The counties of San Mateo, Marin and Imperial Beach sued more than 30 oil and gas companies in 2017, accusing them of concealing the hazards of global warming associated with burning hydrocarbon fuels. Following a strategy devised by legal academics and contingency-fee lawyers at Sher Edling, the counties made only state-law claims including public nuisance and violations of consumer protection laws to avoid federal court jurisdiction.

The defendants removed the cases to federal court anyway, claiming a variety of arguments including preemption under the federal Clean Air Act, the fact the products blamed for global warming were produced on federal lands, and the federal officer doctrine under which companies can’t be sued in state court over actions they took at the direction of federal officials. 

In an April 19 decision, the Ninth Circuit panel rejected every argument. While the lawsuits raise questions about CO2 emissions covered by the Clean Air Act, the court said that law doesn’t completely preempt the state-law claims. 

Likewise the court said the tort claims didn’t arise from activities on a “federal enclave” and weren’t removable under the Outer Continental Shelf Lands Act. That law gives federal courts exclusive jurisdiction over claims “arising out of, or in connection with” drilling activities on the outer Continental Shelf, but breaking with other circuits, the Ninth said the law only covers torts that actually occur on federal lands. 

The counties accuse the oil companies of misleading consumers and government officials about the effects of fossil fuel consumption on global warming, which have been widely known for many decades. Since those deceptions allegedly occurred on dry land, the Ninth Circuit ruled, they don’t “arise out of, or in connection with” producing the fuels that caused the harm.

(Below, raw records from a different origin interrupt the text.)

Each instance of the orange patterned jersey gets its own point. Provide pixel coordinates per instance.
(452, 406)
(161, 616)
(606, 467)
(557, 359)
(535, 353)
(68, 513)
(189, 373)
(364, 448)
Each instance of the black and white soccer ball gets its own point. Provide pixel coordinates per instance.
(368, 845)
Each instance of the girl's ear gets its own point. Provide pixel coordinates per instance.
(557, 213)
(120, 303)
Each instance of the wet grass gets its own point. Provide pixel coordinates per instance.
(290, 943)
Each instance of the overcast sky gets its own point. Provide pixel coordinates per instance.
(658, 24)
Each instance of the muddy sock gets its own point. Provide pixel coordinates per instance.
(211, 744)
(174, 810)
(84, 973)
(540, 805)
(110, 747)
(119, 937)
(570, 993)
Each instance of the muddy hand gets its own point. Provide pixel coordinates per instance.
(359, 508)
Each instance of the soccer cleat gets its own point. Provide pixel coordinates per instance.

Climate-change plaintiffs suffered early defeats when federal appeals courts in California and New York rejected their lawsuits as raising unjusticeable political questions. They retooled their strategy in part to navigate around those decisions and in part to maintain their lawsuits in state courts, where they can reasonably expect to achieve better results, especially against out-of-state corporations they are asking to pay billions of dollars that would flow to local infrastructure projects.